Tracing of the molecular remnants of herpes virus infections in necrotic skin tissue.

We have established an assay system to detect herpesvirus-derived transcripts in lesional crusts. Fifteen patients with herpes simplex (HS), 21 with herpes zoster (HZ), 2 with varicella, and 20 with irrelevant diseases were enrolled in the present study. Total RNA was extracted from crusts or scales, and converted to cDNA. Virus-encoded transcripts were amplified using reverse transcriptase (RT)-PCR. Housekeeping gene transcripts such as beta2-microglobulin (beta2-MG) and beta-actin (beta-actin) mRNA were also examined, and an efficient preservative condition of the crusts was determined. With extracted RNAs, beta2-MG and beta-actin mRNA were successfully amplified in all crust samples.
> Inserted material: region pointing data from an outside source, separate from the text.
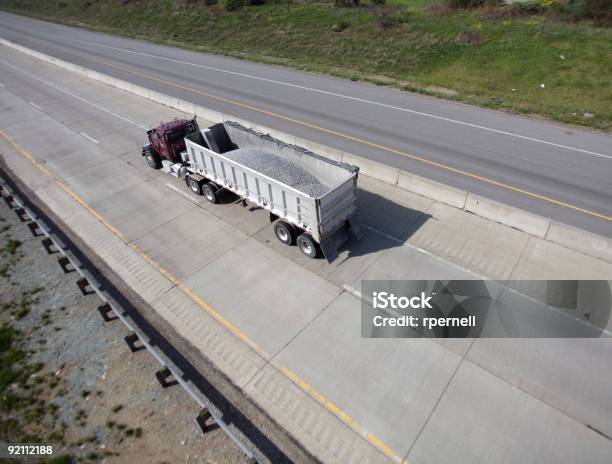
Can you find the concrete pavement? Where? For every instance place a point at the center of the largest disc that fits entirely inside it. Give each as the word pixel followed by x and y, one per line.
pixel 530 157
pixel 286 329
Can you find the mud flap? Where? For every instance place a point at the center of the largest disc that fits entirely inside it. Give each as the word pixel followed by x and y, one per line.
pixel 355 228
pixel 329 249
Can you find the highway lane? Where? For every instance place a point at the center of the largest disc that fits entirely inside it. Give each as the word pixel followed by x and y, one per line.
pixel 528 398
pixel 559 162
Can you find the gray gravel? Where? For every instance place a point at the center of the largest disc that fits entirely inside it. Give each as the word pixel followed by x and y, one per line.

Herpes simplex virus (HSV)-specific, lytic cycle-related transcript, UL30 mRNA was detected in all 15 HS samples, including 13 samples of HSV-1- and 2 of HSV-2-encoded UL30 mRNA, respectively. Of 23 samples, including 21 HZ and 2 varicella cases, varicella zoster virus (VZV)-specific, lytic cycle-related transcript, ORF40 mRNA was detected in 22 samples. In a control group, no UL30 and ORF40 mRNA were detected. Crust samples that had been stored without any pretreatment or preservative for 6 months at room temperature (RT) were available for the present assay. When compared with the freshly obtained materials, the amount of beta2-MG mRNA was reduced to 51% in the stored samples covered with adhesive tape, to 48% in a sample left at R.T. without any treatment, and to 1.2% in the samples stocked in saline for 5 days. Herpes virus- and host-derived transcripts contained in crusts can be detected by RT-PCR amplification. Crusts or dry epidermal necrosis with inflammatory cells may provide beneficial diagnostic information.